G. Gendreau. Briser l’isolement entre jeunes en difficultés, éducateurs et parents.

“Ne pas s’immiscer de façon indue à l’intérieur de l’enfant; mais, en osant lui fournir ce dont il a besoin au moment présent, lui permettre d’ouvrir un espace où, par ses propres explorations à la fois libres et guidées, il puisse mettre en forme ce qu’il peut et veut créer.”

Maurice Capul. Michel Lemay. De l’éducation spécialisée.

Contrairement aux craintes des adultes -prétexte dont se servent beaucoup de parents pour superviser et régenter les jeux de leurs enfants- même les jeux agressifs de l’enfance remplissent une fonction socialisante (…). L’une des fonctions du jeu (…) est de donner à l’enfant une chance de régler des problèmes non résolus du passé, de supporter les tensions du présent et d’expérimenter différents rôles et différentes formes de l’interaction sociale (…).

En obligeant les enfants à jouer “convenablement” et pour gagner, les adultes, animés par leur passion du sport, annihilent tout ce que le jeu a d’important pour l’enfant (…). Quand on observe un groupe d’enfants jouant spontanément à un jeu de balle, la partie est très décousue, marquée par de fréquentes interruptions pendant lesquelles s’engagent des discussions, ont lieu des changements de règles, et des actes étonnants de compassion (…). Quand les enfants peuvent tout organiser à leur convenance, leurs jeux leur apprennent le contrôle de soi.”

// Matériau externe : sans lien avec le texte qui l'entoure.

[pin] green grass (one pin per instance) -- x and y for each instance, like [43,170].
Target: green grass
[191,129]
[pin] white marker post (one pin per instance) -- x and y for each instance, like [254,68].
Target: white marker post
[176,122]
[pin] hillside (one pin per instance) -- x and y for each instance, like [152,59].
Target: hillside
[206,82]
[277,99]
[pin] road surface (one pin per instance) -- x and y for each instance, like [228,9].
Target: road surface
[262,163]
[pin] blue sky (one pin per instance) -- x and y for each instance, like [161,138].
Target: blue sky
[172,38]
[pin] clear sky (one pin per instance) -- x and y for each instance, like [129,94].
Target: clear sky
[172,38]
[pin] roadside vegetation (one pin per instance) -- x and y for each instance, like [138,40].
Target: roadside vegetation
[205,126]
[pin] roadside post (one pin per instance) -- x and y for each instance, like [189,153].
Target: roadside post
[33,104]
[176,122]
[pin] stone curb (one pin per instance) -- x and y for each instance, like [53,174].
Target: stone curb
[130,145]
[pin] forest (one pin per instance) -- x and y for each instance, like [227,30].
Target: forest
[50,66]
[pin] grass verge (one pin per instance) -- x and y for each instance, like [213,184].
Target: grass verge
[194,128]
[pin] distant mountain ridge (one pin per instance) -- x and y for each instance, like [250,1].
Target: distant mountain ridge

B. Bettelheim. Pour être des parents acceptables

À retenir

Les activités de médiation sont des espaces pensés par les éducateurs pour “redonner la puissance d’agir“. De nombreux supports peuvent être utilisés pour créer la rencontre : sports, activités manuelles, artistiques, jeux… La prise en compte des centres d’intérêt et des besoins permet de rejoindre et d‘accompagner la personne dans son développement. Les différentes fonctions des médiations éducatives sont à considérer pour le choix de l’activité.